According to prosecutors, during those few months in the summer of 2022, Bernstein again tried to have Susan murdered. This time, prosecutors said he enlisted his sister, Jaclyn Goldberg. As reported by Dateline, prosecutors said that she assisted him in trying to erase evidence of his solicitation, that is, an audio recording that recorded him asking someone to kill Susan.

A still from Take Two (Image via YouTube/ Dateline NBC)A still from Take Two (Image via YouTube/ Dateline NBC)
A still from Take Two (Image via YouTube/ Dateline NBC)

Indicted, charged, and back in court

A grand jury in Rockland County charged Bernstein in May 2023. The indictment included criminal solicitation and tampering with evidence. His sister was also charged with assisting in the cover-up.

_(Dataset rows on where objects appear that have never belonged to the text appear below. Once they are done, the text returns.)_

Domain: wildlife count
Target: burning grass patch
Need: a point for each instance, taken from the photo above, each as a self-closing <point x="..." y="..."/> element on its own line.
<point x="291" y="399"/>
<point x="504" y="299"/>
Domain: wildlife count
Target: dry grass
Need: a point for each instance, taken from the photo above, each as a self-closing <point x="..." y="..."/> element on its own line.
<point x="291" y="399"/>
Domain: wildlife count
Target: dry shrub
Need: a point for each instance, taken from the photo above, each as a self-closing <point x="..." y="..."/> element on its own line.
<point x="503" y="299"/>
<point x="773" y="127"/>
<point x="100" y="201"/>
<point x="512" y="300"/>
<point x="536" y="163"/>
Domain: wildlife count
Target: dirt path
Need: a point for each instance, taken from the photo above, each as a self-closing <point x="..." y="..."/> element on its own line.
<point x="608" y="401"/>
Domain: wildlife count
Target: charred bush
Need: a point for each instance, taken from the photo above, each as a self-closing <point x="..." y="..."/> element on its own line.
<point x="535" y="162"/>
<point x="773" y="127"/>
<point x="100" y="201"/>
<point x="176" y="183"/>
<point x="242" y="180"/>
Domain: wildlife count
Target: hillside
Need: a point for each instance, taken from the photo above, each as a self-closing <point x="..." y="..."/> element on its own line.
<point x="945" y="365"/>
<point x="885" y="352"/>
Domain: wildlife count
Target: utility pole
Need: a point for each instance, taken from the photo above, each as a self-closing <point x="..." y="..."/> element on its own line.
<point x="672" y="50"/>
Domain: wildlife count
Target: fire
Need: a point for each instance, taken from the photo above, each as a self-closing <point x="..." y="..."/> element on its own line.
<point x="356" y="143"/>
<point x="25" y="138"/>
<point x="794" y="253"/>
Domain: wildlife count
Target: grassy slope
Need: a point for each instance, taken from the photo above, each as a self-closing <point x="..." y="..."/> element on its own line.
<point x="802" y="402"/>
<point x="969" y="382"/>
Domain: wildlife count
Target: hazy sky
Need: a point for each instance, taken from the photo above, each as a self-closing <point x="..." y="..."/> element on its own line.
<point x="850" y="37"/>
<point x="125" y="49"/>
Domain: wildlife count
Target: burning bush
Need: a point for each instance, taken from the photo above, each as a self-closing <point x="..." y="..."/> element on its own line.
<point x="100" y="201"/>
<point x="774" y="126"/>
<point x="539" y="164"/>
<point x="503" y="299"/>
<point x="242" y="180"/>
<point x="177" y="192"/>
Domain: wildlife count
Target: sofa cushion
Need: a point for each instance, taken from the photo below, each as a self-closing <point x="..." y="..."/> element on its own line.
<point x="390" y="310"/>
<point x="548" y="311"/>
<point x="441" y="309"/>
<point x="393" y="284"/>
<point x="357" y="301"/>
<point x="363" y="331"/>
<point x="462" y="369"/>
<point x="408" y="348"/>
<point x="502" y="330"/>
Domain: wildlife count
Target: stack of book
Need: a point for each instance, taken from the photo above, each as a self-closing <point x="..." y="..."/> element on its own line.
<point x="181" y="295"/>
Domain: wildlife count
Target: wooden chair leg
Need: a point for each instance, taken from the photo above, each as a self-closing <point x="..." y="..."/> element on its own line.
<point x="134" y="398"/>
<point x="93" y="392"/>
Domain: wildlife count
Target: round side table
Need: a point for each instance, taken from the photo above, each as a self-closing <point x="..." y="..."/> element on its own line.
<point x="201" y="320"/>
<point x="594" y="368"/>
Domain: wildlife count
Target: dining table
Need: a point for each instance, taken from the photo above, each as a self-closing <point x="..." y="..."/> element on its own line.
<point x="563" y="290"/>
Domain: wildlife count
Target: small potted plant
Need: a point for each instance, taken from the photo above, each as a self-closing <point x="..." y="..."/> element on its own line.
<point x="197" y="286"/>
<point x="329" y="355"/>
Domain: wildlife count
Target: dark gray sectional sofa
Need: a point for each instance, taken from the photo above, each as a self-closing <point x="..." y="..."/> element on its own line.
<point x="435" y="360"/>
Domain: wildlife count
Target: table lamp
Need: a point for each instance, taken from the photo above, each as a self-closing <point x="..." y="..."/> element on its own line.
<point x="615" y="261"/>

Bernstein decided to enter a second guilty plea. This time, he agreed he had tampered with the physical evidence, the audio recording. A state court judge sentenced Bernstein to one to three years in prison in March 2026, just a couple of days before the episode of Dateline aired.

Thomas Walsh, the Rockland County District Attorney, said that the decision was intended to be a message: that a person who commits all levels of domestic violence, and who finds ways to manipulate psychologically and legally, will be paid attention to.

Where does it all stand now?

Now, Ira Bernstein is back in prison. His sister, meanwhile, has her own set of legal cases to deal with. Susan Bernstein, who was the survivor of two separate murder attempts, remains protected by a court order, according to the Dateline episode.

The title Take Two is bitterly ironic. In film, it means a second chance to get it right. In this instance, it means just the opposite: a second chance wasted in the worst possible way.